Near the start of their voyage, the Nemedians came upon a tower of gold jutting up out of the sea, covered by sea water at high tide and laid bare by the sun’s rays at a low ebb, they were inflamed by greed at the sight of it and assaulted the Tower of Gold. So intent were the Nemedians in taking the tower they did not notice as the sea began to rise around them sweeping their boats away and through their greed and inattention all but one ship was lost and most of Nemed’s men were drowned. he managed to get all of the women on to the remaining ship however and arrived in Ireland with his four sons and a good host. When they arrived four new lakes burst forth as a sign of their welcome.
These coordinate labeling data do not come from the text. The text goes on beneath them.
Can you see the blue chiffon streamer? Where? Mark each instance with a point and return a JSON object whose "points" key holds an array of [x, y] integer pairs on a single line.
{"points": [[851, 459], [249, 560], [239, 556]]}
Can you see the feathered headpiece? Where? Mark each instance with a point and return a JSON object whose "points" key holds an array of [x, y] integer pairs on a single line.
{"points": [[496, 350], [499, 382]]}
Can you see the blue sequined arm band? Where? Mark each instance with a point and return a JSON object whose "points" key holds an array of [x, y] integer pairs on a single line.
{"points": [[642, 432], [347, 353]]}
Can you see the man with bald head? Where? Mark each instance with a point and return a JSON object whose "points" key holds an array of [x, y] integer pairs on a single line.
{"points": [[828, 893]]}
Nemed’s wife, Macha, was the first of his company to die in Ireland and was buried in a place called Ard Macha, after her. Nemed and his people had to fight against the Formorians just as Parthalon had but these were not bloodless, magical battles. The Nemedians fought fiercely and slaughtered two great Formorian kings, Gann and Sengannn. The Formorians were so enraged by this that they attacked the Nemedians on two later occasions and though Nemed and his people won both battles, the losses were heavy and the hatred on both sides only grew.
As well as the great work of clearing twelve plains, the Nemedians’ built two royal forts, setting in place foundations and structures that were vital for the enduring wellbeing of the people. One fort was built by Nemed’s people and the other by four Formorian brothers who dug the whole royal fort in one day but before the sun rose the next day, Nemed killed the four brothers so that they would not improve upon the fort that they had built for him.
Nemed’s people thrived in Ireland for many years but a plague came upon them and killed two thousand of their number with Nemed himself among the dead. The Formorians saw their chance to strike at the Nemedians while they were weakened by this tragedy and took over Ireland making it a vassal state and imposing huge taxes on the people. Two thirds of their corn, their milk and their children had to be delivered every year on Samhain to the Formorians, who were led by two kings, Morc and Conand. The anger and sorrow grew in the hearts of the Nemedians until they could bear it no longer and gathered together to attack the Formorians. With thirty thousand at sea and thirty thousand in ships they assaulted the Tower of Conand on Tory Island and took it by force. But Morc arrived with reinforcements and the magic of the Formorians caused the sea to rise. Distracted by their battle fury the Nemedians did not notice the water rising and almost all of them were swept away and drowned. A few survivors managed to escape on the last ship. They split up going their separate ways. A few returned to Ireland but the plague finished them off. Though the women lived on a few decades longer than the men. A small group of them went into the north of the World where they found great wonders. A second group led by Nemed’s son, Fergus Redside and his son, Britton Wayle went to Scotland and Britton Waye faired so well there, that the whole island was named after him. The final group, led by Nemed’s grandson, Simeon, went to Greece where they were captured and enslaved, living under great hardship for many years.